Trecho citado no episódio final da novela "Além do Tempo". 
Até mesmo eu, que não sou nem um pouco exemplar quando se trata de lidar com os próprios sentimentos e emoções, fui tocada por esta mensagem. 
O ódio é um veneno que toma conta da gente e é difícil demais controlá-lo, principalmente porque para um coração machucado, uma mente decepcionada e uma alma ferida é quase impossível encontrar uma cura imediata. É claro que o senhor da razão, o tempo, é um grande aliado para esta enfermidade, mas às vezes ele não é o bastante. Às vezes é preciso que ele passe muito para que a gente finalmente consiga se libertar da mágoa, do rancor. E quando a gente não consegue, a vida insiste em dar o seu jeitinho de fazer isso acontecer, possivelmente nos fazendo encarar justamente aquilo que tanto nos assombra.
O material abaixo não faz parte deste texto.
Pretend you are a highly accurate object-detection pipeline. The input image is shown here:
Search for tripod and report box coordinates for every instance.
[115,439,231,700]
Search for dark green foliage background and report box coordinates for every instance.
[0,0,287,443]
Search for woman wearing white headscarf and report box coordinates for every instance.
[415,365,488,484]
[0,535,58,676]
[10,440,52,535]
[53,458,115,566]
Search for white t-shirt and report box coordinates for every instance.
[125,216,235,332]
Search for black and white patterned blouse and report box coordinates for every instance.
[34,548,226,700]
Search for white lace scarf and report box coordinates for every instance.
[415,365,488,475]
Tendo essa consciência, talvez fique mais fácil a gente dar o primeiro e mais difícil passo: o de desejar a liberdade destas emoções negativas. O de perdoar ou, no mínimo, de deixar ir o que já não merece mais fazer parte de você. 
"Então, é possível, que tenhamos raiva ou que tenhamos ódio, é possível, sem termos direito para isso. Porque o ódio que sentirmos ou a cólera que alimentemos recai sempre sobre nós, no sentido da doença, de abatimento, de aflição e só pode nos causar mal, já que deixamos, há muito tempo, a faixa da animalidade para entrarmos na faixa da razão. Somos criaturas humanas e por isso devíamos sentir a verdadeira fraternidade de uns para com os outros, sem possibilidade de nos odiarmos, porque os irmãos verdadeiros nunca se enraivecem, uns contra os outros."  
(Chico Xavier).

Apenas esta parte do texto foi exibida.